No source is perfect and we still sometimes find ourselves making an error. You wouldn’t believe how many times we search how to pronounce a common word. It’s like an accountant calculating something simple, like the HST on $100. (100 x .13 = $13) Except that the math equation isn’t subject to interpretation depending on where the client operates.

Meme of a calculator showing 10 + 5 = 15. Caption reads: Me during exams just to be sure because I have trust issues with myself.

Words I have recently searched: iterative, crematory, Pinoy, and Pamlico – a county in North Carolina.

But I’ve also looked up the aforementioned roof, suprematist, and cuckold. Sometimes you simply need to hear a word said after a long while apart from it.

Andt that’s why these online sources exist. It’s very different to pronounce a word with a friend than it is to record it for thousands to listen to as they tour a museum, or whatever the end result will be. Your voice is an authority and you want to get it right. It’s not necessarily just perfectionism for its own sake. I hope to cut down on the amount of effort my client needs to expend once I’ve been hired to solve their problem. The problem of delivering a credible, professional voice-over.

9 thoughts on “Word Search Isn’t a Game in Voice-Over”

  1. This helped me learn about your v/o job. We went to the Buffalo area & a place there was pronounced Cheye-lie & spelled Chili. Locals had us saying dog, roof, out etc. We all got a kick out of our “accents” because we didn’t realize we had one. Something that drives me nuts is when letters are added to words.
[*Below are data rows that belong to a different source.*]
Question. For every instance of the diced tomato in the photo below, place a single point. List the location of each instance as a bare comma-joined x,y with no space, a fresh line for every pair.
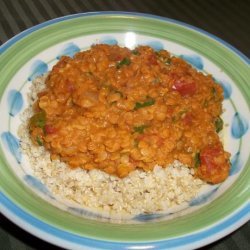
49,129
115,57
70,87
215,165
188,118
185,88
152,59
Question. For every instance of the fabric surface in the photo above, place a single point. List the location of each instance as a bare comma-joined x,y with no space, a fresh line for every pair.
229,20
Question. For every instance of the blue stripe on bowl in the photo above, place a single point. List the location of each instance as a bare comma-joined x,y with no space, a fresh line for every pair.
205,236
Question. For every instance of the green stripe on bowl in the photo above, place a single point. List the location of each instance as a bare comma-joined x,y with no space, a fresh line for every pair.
18,54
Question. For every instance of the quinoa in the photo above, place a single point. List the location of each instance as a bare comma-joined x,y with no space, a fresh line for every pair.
140,192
Many on-air people will say shhtreet for street or hiss out the letter “s” like Nagini, the evil snake in the Harry Potter series. Thanks for explaining your job for us that have no idea how much time you must spend at it.
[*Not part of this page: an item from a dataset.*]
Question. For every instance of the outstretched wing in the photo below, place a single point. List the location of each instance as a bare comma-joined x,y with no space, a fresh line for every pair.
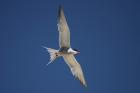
75,67
64,33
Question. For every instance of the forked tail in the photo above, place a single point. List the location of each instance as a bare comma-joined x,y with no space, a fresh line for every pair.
53,54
    1. Americans LOVE to hear us say out and about!

      Another aspect of it is that we stop speaking “Canadian” altogether. So, I’ll say prah-duce for a Canadian ad and the producer will correct me. I think I speak Canarican or Amerdian now!

      Thanks, Pam.

    2. Pam, I think Chili was in the Rochester area. Peter Jennings despite living and working at ABC in NY for years occasionally slipped.
      and would say ‘aboot.’

  2. After 3-decades+ listening to how a screen reader pronounces words and reads text I’m surprised I can communicate, write or even spell these days.

    For example, my friends last name is “Titas” which a screen reader pronounces as “tit-Ass” and “Cindy” needs to be spelled as “Cyndy” to have it pronounced correctly.

    So excuse me if I ask, how do you spell that or can you repeat that?

  3. This reminds me of when I worked in TV. The anchors I wrote for often asked how to pronounce words, mostly names, in the scripts I wrote for them. We often consulted the Voice of America guide.

    Viewers or listeners don’t see all the work that voice pros like you put into getting it right!

      1. I can imagine!

        I worked at a satellite news network that served American viewers, so we knew who was watching!